Während in vielen arabischen Staaten der Feminismus ein von oben angeordneter Staatsfeminismus war – Diktatoren und ihre Ehegattinnen bestimmten, wie viel Frauenrechte ihre Gesellschaft verträgt –, haben sich – beispielsweise in Tunesien – Frauen sehr früh gegen diese „paternalistische Bevormundung“ gewehrt und mit der Gründung der AFTD (Association de Femmes Tunisiennes Démocrates) bewiesen, dass Frauen am besten selbst für ihre Rechte eintreten.

Die Tunesierinnen schätzen die Meilensteine, welche Gründervater Habib Bourguiba nach der Gründung der Republik Tunesiens 1957 mit der Abschaffung der Polygamie, des ehelichen Verstoßes, der Zwangsehe, des männlichen Vormundes, der Einführung der Zivilehe und der Anhebung des Heiratsalters, für die Frauen gesetzt hatte.
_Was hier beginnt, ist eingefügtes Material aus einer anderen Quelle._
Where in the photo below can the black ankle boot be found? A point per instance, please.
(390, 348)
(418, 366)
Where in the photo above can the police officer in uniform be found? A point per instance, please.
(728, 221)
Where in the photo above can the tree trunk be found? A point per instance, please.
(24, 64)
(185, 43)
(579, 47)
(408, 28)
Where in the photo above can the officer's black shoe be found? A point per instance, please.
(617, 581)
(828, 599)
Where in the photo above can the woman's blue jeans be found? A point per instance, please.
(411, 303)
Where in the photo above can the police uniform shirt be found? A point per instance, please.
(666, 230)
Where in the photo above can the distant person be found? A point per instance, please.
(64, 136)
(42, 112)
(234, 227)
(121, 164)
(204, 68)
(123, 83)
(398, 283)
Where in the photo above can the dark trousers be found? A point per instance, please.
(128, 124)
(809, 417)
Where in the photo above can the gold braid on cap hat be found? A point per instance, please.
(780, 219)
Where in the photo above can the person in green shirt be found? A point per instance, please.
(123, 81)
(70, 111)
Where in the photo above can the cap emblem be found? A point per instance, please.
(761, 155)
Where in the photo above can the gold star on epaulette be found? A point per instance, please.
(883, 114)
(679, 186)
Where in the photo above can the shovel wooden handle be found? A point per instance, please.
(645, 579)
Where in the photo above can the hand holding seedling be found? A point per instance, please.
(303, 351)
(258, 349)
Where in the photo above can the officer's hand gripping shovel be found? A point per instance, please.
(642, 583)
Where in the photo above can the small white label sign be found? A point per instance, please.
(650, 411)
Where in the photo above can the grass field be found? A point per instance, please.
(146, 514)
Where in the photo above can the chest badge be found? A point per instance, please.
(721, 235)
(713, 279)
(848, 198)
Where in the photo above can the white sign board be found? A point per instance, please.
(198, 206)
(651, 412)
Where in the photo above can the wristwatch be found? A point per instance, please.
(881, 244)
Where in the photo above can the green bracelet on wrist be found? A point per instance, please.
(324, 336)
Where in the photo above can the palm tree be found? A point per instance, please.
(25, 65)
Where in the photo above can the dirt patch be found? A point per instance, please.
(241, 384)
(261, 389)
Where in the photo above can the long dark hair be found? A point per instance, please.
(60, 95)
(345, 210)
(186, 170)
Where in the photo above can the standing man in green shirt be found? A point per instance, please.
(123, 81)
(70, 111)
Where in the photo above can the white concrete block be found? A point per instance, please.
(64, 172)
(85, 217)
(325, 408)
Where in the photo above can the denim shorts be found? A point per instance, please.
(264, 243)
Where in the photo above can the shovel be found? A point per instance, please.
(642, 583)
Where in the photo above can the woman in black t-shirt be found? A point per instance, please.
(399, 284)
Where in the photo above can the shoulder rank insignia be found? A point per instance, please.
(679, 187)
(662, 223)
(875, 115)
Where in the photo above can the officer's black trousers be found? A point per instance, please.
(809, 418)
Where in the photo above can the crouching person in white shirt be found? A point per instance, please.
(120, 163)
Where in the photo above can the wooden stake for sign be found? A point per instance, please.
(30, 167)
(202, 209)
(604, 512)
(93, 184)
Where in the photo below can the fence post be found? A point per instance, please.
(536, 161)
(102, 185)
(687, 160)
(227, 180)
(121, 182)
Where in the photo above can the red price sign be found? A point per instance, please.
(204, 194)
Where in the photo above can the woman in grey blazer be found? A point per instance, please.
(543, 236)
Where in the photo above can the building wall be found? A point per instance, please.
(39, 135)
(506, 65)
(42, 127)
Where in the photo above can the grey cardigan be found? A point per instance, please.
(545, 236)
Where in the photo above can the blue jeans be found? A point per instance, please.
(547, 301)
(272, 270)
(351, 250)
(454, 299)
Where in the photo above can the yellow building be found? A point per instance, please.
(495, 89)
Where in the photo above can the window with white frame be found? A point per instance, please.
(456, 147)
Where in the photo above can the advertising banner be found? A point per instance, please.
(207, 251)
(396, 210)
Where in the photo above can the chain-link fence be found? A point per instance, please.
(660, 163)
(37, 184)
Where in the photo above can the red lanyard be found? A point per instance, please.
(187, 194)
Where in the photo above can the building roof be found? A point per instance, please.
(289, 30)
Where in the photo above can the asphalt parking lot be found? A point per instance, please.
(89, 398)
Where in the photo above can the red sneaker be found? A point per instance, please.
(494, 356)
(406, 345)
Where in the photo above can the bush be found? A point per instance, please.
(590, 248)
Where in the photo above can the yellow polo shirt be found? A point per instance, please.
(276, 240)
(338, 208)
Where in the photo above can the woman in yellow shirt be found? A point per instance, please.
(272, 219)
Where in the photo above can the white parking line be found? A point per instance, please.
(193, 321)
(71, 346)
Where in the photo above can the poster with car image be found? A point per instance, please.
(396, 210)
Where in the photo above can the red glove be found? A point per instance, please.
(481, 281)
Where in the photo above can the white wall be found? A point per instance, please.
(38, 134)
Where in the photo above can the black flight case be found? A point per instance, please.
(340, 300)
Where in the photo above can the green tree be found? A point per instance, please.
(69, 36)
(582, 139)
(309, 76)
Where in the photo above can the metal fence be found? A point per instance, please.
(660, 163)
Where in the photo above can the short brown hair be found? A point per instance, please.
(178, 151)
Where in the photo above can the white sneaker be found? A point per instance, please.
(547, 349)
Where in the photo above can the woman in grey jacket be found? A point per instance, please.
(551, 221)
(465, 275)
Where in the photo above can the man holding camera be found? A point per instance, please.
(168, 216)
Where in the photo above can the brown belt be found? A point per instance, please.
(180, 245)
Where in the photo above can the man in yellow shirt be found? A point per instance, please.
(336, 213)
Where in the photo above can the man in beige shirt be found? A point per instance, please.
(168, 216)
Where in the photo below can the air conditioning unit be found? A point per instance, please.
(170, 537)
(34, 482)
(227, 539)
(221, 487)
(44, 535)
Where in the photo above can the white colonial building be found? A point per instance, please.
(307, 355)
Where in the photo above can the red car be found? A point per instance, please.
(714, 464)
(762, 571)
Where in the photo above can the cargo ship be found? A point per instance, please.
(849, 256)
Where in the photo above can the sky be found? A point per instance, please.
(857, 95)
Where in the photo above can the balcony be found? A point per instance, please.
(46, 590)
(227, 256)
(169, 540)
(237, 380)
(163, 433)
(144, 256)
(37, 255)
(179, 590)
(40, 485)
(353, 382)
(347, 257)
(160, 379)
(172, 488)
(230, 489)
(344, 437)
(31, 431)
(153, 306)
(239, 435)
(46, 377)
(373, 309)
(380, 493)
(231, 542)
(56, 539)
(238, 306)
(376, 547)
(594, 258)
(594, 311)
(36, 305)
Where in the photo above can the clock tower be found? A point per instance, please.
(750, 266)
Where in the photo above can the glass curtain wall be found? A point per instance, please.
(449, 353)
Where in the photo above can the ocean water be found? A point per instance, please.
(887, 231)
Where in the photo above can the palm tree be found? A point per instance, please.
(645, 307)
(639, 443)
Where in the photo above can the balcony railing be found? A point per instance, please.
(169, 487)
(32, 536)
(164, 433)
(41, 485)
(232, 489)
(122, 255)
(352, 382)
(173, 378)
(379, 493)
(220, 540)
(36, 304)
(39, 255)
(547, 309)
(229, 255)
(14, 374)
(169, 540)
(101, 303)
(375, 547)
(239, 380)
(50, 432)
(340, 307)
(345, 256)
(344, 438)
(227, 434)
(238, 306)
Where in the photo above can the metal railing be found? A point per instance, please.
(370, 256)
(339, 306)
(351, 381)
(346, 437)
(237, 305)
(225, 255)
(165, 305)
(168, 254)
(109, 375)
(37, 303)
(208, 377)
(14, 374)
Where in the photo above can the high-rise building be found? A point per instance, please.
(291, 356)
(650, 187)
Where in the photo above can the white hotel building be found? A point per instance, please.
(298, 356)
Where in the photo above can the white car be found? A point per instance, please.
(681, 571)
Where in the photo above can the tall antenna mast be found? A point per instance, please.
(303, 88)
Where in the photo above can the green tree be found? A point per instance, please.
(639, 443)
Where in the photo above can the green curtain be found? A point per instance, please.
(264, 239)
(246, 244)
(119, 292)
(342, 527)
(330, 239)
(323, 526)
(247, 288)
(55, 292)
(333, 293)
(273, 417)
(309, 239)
Familienplanung und kostenlose Pille folgten in den 1960er-Jahren. Die Grundsteine dieser stark von der tunesischen Gewerkschaftsbewegung beeinflussten Frauenpolitik haben Männer gelegt, die überzeugt waren, dass es ohne die Befreiung der Frau keinen Fortschritt in der Gesellschaft geben kann. Trotzdem demonstrierten Tunesierinnen bereits seit den 1970er-Jahren für die Bildung von demokratischen und unabhängigen Frauenbewegungen. Diese Bewegungen wurden zensuriert und hatten sehr lange wenig Aktionsradius in der tunesischen Gesellschaft. Nach dem Sturz Ben Alis haben die Moslembrüder in freien Wahlen einen Wahlsieg errungen. Die Frauen sahen sich plötzlich mit einer öffentlichen Infragestellung von für selbstverständlich gehaltenen Errungenschaften konfrontiert.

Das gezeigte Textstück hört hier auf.